Я смотрел на белеющие в золотистых лучах солнца струйки дыма и абсолютно не понимал, о чем речь. Кому как не Александру Яковлевичу, старинному другу семьи и, скорее всего, любовнику моей матери, не знать, что никакого отца у меня нет. То есть, конечно, биологический папашка где-то обретается, но мать никогда не говорила мне о нем, впрочем, как и о других родственниках. Но сквозь плотную вату паники, облепившую мой мозг, ко мне все же пробилась мысль о том, что по некой причине все происходящее странным образом связано не с пропавшими долларами и ушедшими налево баррелями, а с неким мифическим для меня завещанием. Мать моя заживо сгорела в автокатастрофе, не оставив после себя ни записочки, про отца я не знаю ничего, не уверен даже, что отчество мое подлинное, а не сочиненное матерью в роддоме для заполнения пустой графы. Но по неведомым мне причинам группа товарищей неожиданно сбрендила, вообразив, что я обладаю завещанием папы-Билли Бонса, и скрываю от своих друзей и благодетелей по меньшей мере карту острова сокровищ, а по большей – вакцину от рака или СПИДа, уж не знаю. Короче, зажал, падла, и делиться не хочу. Ну, раз предполагается, что есть чем делиться, значит, будем торговаться.

– А что рассказывать-то? – я улыбнулся застенчивой улыбкой гомосексуалиста, подсмотренной мной на одной из вечеринок, и ласково погладил ладонью дубовый подлокотник своего любимого кресла.

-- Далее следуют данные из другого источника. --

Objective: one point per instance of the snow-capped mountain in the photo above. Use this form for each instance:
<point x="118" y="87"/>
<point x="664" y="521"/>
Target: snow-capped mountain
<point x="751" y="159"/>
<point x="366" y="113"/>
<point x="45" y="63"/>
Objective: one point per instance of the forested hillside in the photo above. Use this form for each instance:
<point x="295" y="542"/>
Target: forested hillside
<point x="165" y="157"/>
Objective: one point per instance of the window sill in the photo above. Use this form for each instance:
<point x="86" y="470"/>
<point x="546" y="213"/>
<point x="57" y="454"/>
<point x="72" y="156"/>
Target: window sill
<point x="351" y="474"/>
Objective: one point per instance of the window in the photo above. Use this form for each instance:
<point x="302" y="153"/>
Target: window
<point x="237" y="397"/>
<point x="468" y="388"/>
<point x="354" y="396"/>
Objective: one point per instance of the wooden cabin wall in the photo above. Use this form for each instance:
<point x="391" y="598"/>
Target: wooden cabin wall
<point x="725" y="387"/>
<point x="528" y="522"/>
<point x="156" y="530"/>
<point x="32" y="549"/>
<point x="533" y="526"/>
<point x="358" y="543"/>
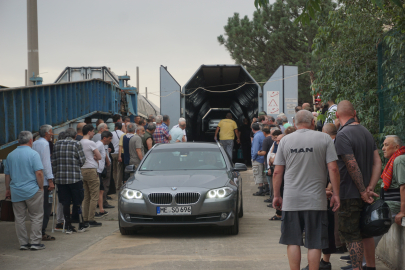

– Сережа, не дури. Где бумаги – это раз. Второе – какие необычные состояния и в каких случаях ты испытываешь? – тон моего визави стал почти угрожающ, и я почувствовал волну злости и тревоги, излучаемую им.

– Не скажу, – ответил я и про себя махнул рукой. Имущества они меня уже лишили, но, раз твердо убеждены, что я знаю что-то еще, ощутимого вреда моему здоровью не нанесут. А вдруг будут пытать утюгом? Я вздрогнул и поежился. Становилось страшно.

– Сережа, ты не оставляешь мне выбора. Я не понимаю, почему ты не хочешь сознаться мне в том, что и без того нам известно. Нам нужны твоя добрая воля, твое согласие, понимаешь?

Я ровным счетом ничего не понимал, но признаваться в этом не имело смысла: все равно бы Лозинский не поверил. Поэтому я снова покачал головой.

В тот же момент Александр Яковлевич неожиданно легко перегнулся через мой стол и нажал кнопку вызова секретарши. В кабинете появились уже знакомые мне лица, только в руках у женщины был небольшой чемоданчик. Мужчина зашел мне за спину и, пока я соображал, что к чему, ловко приставил к моему виску пистолет. Наверное, пистолет, потому что самого оружия я не видел, но зато ощутил прикосновение чего-то металлического, тяжелого и прохладного к моей голове.

– Не двигайся, – процедил он, и я замер, ощущая неловкость и недоумение от абсурдности происходящего. И страх, конечно.

Александр Яковлевич не спускал с меня глаз и, как мне казалось, сам явственно чуял, что я боюсь. Я боялся не только смерти. Я боялся, потому что я окончательно перестал что-либо понимать.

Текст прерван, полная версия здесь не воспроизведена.